BEIJING – Androgen receptor (AR) antagonist developer Kintor Pharmaceutical Ltd., of Suzhou, China, is going to provide its proxalutamide (GT-0918) to an ongoing clinical trial in male patients, led by U.S. firm Applied Biology Inc., in Brazil for COVID-19, after preliminary clinical research suggested a potential link between androgenetic alopecia and COVID-19 pathogenesis.
The main point of the collaboration is to see if proxalutamide can slow progression in male patients, when men are found more vulnerable to COVID-19 as androgens appear to help the coronavirus get inside cells more easily.
“We focus on early stage patients who tested positive but do not need hospitalization. Our proxalutamide may have a therapeutic effect to help slow progression,” Kintor’s chief financial officer, Lucy Lu, told BioWorld.
In the Brazil study, Applied Biology will study proxalutamide, plus standard of care, as an additional arm to the trial with around 120 male participants. The overall study aims to enroll 254 male subjects, 50 or older, with androgenetic alopecia. It aims to explore the possible protective role of anti-androgens in SARS-CoV-2 infections, to see if they are effective in reducing the rate of COVID-19 hospitalization. The primary endpoint is the percentage of subjects hospitalized due to COVID-19 within 30 days.

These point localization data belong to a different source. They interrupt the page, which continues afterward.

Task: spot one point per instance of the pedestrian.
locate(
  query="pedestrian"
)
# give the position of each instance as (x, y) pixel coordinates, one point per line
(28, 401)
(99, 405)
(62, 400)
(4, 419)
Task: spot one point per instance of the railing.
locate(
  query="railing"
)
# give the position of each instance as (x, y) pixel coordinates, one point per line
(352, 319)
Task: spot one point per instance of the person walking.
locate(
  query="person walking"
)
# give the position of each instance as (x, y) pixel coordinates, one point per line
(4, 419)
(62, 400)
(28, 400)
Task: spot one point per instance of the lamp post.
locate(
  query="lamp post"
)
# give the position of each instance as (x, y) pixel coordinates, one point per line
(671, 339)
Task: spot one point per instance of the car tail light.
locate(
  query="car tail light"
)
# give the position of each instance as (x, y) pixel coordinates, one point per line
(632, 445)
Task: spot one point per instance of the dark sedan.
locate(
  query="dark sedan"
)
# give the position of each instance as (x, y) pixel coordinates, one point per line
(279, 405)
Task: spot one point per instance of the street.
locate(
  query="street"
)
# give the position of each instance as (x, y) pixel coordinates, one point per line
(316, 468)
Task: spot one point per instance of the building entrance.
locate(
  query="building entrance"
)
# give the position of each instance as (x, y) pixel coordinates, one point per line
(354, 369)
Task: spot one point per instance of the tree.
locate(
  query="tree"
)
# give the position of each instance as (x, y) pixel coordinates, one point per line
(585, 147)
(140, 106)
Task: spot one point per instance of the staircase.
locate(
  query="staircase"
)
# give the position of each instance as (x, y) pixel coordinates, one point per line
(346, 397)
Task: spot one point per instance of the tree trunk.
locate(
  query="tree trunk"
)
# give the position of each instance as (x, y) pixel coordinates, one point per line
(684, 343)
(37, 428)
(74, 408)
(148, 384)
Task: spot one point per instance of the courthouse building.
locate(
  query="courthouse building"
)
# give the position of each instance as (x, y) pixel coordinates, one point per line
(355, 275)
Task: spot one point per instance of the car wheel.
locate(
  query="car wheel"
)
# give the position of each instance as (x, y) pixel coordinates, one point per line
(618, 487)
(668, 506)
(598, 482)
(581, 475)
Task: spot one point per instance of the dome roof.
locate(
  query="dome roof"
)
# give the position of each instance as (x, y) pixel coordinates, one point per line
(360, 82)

“The current trial started in June. The plan is to finish the trial by end of this year or January next year,” said Lu. “It’s a very short dosing period. The patients will take the drug for 14 days, then we will check the percentage of hospitalization. Hopefully, we will receive the data by the end of this year.
“We’ll see how the data goes. If the collaboration goes well, we won’t rule out any collaboration opportunities to roll out clinical trials in the U.S.,” she added.
Kintor CEO Youzhi Tong said it is critical to find a treatment that helps COVID-19 patients slow the progression, even as the general global biotech community pursues therapies to prevent or treat COVID-19.
“By doing so, the human immune system may have sufficient time to generate antibodies to fight against the novel coronavirus. We believe this research study demonstrates the possible therapeutic effect of proxalutamide as an anti-androgen therapy to treat COVID-19,” he said.
A lead drug candidate for Kintor, proxalutamide is a second-generation AR antagonist that is in phase III trials in China and phase II studies in the U.S. for metastatic castration-resistant prostate cancer. Kintor said it is a potential best-in-class small-molecule AR antagonist with a novel chemical structure that enables it to down-regulate AR expression.
Link between androgens and COVID-19?
Kintor discovered the potential of proxalutamide in treating COVID-19 through a preclinical research collaboration with Soochow University in China earlier this year.
With data collected from 1,339 COVID-19 patients, the collaboration explored potential mechanisms of COVID-19 gender disparity and found that blocking AR signaling could reduce the expression of ACE2 and TMPRSS2 in normal lung cells and cancer cells derived from prostate and lung cancers.
The study also found that proxalutamide inhibited the expression of inducible nitric oxide synthase and TNFα, the macrophage-activation markers, in mouse macrophage cells. Researchers believe androgen-AR signaling plays a role in disease progression and the mortality in male patients with COVID-19, and that suppressing the AR-ACE2/TMPRSS2 axis by AR antagonists may help.
Separately, Applied Biology also investigated the link between androgens and COVID-19 pathogenesis, emphasizing the role of ACE2 and TMPRSS2.
It explained that SARS-CoV-2 primarily infects type II pneumocytes in the human lung and it enters pneumocytes by anchoring to the ACE2 cell surface receptor.
Prior to receptor binding, viral spike proteins undergo proteolytic priming by TMPRSS2. TMPRSS2 inhibition or knockdown reduces ability of SARS-CoV-1, a related virus to SARS-CoV-2, to infect cells in vitro. The human TMPRSS2 gene has a 15 bp androgen response element and in humans, androgens are the only known transcription promoters for the TMPRSS2 gene. In a study of androgen-stimulated prostate cancer cells, TMPRSS2 mRNA expression increase was mediated by the AR.
Andy Goren, chief medical officer of Applied Biology, said the company looks forward to studying proxalutamide, a novel molecule that reduces the expressions of both TMPRSS2 and ACE2, the two molecules implicated in SARS-CoV-2 infectivity.
“Provided our study demonstrates efficacy and safety, proxalutamide could potentially be used as a first-line treatment for COVID-19 male patients at the early stage of infection,” he added.